Настя искоса взглянула на Алешу – тот выпустил ее руку и, неподвижно уставившись в угол, молчал.
– Предположим, я доберусь до вашей дурацкой аномалии и выпущу ее энергию. Что будет после этого с Дарой и Гилой?
Впервые лицо Карса выразило нерешительность. Переглянувшись с умудками, он вздохнул.
– Пока наши расчеты не могут предсказать их судьбу точно.

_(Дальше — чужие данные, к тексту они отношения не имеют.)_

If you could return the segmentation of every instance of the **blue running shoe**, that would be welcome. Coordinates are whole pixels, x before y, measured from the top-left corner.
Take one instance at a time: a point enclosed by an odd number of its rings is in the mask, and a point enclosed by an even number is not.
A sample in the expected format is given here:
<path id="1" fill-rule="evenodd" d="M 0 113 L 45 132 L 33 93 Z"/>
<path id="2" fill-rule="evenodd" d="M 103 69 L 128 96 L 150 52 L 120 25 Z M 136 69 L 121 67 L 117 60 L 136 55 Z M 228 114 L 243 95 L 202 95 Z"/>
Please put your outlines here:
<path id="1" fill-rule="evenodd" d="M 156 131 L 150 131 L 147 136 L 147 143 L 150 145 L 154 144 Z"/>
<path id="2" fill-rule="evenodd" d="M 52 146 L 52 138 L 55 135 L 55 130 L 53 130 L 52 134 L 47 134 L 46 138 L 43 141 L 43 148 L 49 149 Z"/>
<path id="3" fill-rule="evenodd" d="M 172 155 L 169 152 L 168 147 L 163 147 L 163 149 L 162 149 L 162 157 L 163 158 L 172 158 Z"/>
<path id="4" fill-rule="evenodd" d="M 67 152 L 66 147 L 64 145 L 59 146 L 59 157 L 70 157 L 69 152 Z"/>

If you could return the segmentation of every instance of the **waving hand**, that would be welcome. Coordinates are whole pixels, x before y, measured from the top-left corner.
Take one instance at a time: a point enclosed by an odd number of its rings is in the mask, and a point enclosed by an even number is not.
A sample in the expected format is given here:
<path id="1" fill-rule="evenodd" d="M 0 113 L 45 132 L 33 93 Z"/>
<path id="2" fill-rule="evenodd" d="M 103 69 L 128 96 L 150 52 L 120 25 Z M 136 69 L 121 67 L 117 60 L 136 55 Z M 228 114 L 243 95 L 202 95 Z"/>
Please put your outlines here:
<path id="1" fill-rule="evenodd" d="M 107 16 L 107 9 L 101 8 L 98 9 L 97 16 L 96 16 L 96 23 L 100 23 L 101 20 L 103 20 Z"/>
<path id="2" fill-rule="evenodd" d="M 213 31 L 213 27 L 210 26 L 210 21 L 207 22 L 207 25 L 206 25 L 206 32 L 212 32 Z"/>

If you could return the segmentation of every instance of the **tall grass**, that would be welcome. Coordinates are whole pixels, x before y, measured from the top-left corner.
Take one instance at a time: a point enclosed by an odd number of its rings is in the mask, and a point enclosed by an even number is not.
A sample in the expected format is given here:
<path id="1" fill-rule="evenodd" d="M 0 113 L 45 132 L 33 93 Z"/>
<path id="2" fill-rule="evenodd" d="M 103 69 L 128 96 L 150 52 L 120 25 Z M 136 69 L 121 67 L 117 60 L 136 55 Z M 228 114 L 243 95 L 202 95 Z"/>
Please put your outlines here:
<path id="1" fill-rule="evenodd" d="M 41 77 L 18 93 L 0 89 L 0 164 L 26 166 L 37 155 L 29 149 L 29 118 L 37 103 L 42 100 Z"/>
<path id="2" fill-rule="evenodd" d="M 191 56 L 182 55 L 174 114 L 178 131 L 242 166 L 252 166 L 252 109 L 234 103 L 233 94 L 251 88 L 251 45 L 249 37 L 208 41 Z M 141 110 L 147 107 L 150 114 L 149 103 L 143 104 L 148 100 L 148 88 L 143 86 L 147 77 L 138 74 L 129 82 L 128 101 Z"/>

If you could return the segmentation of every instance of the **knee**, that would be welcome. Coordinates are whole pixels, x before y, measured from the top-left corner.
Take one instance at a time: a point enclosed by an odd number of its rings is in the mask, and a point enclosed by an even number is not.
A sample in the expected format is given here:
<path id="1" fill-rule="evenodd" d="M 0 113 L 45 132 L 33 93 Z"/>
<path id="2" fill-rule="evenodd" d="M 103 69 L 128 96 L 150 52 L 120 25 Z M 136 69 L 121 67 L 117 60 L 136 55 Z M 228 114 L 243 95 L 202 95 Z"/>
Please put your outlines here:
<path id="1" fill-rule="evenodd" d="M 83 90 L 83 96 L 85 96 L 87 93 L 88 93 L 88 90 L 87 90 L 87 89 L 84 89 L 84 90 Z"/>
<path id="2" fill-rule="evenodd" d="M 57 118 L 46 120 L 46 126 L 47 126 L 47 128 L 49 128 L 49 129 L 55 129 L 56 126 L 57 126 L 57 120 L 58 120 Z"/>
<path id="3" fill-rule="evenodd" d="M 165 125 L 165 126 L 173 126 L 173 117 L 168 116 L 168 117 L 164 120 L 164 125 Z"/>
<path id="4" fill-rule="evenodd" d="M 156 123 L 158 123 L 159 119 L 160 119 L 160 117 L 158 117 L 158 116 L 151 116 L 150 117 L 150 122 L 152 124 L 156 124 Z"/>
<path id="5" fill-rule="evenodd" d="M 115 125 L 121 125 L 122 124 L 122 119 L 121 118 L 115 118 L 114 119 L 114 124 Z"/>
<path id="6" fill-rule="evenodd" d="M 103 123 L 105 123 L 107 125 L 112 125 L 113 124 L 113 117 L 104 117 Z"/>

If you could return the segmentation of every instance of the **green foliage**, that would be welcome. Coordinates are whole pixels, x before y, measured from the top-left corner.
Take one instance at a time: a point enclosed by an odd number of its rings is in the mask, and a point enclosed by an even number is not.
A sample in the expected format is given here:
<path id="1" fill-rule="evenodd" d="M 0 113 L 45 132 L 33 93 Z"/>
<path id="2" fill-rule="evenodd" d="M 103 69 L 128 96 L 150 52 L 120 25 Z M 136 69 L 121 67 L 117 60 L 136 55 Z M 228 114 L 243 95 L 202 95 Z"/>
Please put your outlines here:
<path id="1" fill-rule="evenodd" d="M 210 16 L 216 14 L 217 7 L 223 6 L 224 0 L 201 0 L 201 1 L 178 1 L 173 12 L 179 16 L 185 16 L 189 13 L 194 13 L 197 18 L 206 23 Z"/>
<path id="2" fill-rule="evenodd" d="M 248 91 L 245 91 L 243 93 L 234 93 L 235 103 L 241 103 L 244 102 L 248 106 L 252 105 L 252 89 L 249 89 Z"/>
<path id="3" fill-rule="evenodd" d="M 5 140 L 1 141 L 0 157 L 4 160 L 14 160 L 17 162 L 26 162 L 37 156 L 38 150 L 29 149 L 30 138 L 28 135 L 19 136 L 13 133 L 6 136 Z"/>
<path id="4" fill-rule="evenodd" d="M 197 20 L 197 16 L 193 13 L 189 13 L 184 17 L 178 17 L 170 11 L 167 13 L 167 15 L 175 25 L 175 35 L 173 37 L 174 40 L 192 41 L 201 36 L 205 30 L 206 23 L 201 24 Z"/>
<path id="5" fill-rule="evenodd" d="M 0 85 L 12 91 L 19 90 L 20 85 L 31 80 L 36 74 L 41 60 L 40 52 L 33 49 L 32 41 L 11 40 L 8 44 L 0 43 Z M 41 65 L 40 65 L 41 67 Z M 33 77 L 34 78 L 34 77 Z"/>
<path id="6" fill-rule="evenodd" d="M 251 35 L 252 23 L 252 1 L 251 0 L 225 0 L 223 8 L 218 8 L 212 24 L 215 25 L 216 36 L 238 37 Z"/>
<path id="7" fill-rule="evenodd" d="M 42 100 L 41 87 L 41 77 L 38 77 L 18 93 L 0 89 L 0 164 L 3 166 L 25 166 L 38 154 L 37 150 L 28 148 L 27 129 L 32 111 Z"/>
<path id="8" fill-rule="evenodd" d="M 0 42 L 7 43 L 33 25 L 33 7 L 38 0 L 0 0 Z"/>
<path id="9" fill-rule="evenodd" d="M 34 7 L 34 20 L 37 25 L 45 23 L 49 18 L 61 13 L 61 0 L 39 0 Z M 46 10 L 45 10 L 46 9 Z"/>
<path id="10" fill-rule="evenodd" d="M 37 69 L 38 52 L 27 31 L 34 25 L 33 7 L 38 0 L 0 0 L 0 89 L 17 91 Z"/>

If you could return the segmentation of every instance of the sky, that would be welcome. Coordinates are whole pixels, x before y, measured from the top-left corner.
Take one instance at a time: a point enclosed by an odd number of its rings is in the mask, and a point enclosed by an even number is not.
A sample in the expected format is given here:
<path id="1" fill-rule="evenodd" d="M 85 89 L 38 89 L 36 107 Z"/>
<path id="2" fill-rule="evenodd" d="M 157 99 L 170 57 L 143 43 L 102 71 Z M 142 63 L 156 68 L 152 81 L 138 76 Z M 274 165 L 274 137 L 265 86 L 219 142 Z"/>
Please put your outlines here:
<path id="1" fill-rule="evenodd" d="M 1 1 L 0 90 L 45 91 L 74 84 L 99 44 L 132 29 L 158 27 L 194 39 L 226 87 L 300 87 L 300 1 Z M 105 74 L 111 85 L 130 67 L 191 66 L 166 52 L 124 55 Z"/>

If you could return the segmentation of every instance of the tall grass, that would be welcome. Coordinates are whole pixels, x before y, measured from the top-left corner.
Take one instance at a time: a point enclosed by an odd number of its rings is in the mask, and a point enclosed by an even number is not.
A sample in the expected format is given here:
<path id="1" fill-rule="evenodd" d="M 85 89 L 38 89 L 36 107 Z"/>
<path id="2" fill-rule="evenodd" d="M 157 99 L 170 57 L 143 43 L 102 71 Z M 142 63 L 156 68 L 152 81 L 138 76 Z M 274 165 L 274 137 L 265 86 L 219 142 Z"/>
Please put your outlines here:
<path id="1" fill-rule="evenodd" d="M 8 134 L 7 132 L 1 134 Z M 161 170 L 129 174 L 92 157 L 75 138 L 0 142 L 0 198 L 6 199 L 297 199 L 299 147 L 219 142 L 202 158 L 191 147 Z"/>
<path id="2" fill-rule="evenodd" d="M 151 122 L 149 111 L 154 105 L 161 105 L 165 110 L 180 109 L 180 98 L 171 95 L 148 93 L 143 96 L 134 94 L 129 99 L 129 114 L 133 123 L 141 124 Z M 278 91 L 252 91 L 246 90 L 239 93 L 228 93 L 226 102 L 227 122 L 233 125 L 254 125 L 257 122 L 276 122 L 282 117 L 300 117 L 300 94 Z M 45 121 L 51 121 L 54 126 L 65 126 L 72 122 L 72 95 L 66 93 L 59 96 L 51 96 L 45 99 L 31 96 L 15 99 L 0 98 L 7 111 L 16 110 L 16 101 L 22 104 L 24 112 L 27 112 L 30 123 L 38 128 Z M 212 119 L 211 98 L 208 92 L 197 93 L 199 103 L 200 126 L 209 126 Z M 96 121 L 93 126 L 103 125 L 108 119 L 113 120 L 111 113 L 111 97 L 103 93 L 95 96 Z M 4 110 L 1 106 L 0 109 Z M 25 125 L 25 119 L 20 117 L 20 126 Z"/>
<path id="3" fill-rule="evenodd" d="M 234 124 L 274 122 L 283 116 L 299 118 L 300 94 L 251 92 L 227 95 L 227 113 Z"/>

Есть вероятность, что в момент выброса они погибнут.
Настя привычным жестом тряхнула волосами и поднялась.
– Ладно, согласна. Только спутников мне не нужно, обойдусь. А начнете спорить – не пойду вообще. Можно мне будет перед дорогой где-нибудь у вас здесь передохнуть и умыться?
Алеша не проронил ни слова, а Дара с Гилой печально переглянулись. Карс тоже поднялся и положил руку Насте на плечо.
– Будет так, как ты решила, Настя, хотя любой умуд почел бы за честь тебя сопровождать. Тебе покажут, где отдохнуть, время отправиться в путь еще не пришло.
Настя ждала. Стена постепенно становилась прозрачной и начинала светиться. За ней, казалось, дышала, двигалась голубоватая белизна, в левом верхнем углу неожиданно вспыхнуло черно-белое табло, напоминавшее экран монитора, а на нем мелькали цифры и символы. Алеша и умуды, неподвижно стоявшие позади Насти, молчали. Наконец Карс произнес:
– Пора, Настя. Сейчас створки начнут раздвигаться, будь наготове. Когда они полностью исчезнут, ты переступишь через порог. С тобой не случится ничего страшного – ты просто поплывешь во времени.
Прозрачные створки медленно поползли в разные стороны, обнажая ничем не защищенную пустоту. Они раздвигались все шире и шире, а когда почти раздвинулись, Алеша шагнул вперед и крепко обнял Настю за талию.
– Я с тобой.
– Нет, ты же обещал!
– Я тебе ничего не обещал. Пока ты говорила с умудами, я себе сидел и молчал, если помнишь.
Створки были уже почти невидны, и Настя в последний раз в отчаянии попыталась его оттолкнуть.
– Пожалуйста! Я решила идти одна. Почему?
Алеша чмокнул ее в кончик носа.
– Потому что я мужчина, и не тебе, женщина, решать, что мне делать, и чего мне не делать, – весело сверкнув зубами, он обернулся к застывшим, словно изваяния, умудам: – Удачи вам и счастливо оставаться, а мы пошли спасать человечество.
Створки исчезли. Крепко обнявшись, Настя и Алеша шагнули вперед и поплыли в светящемся тумане.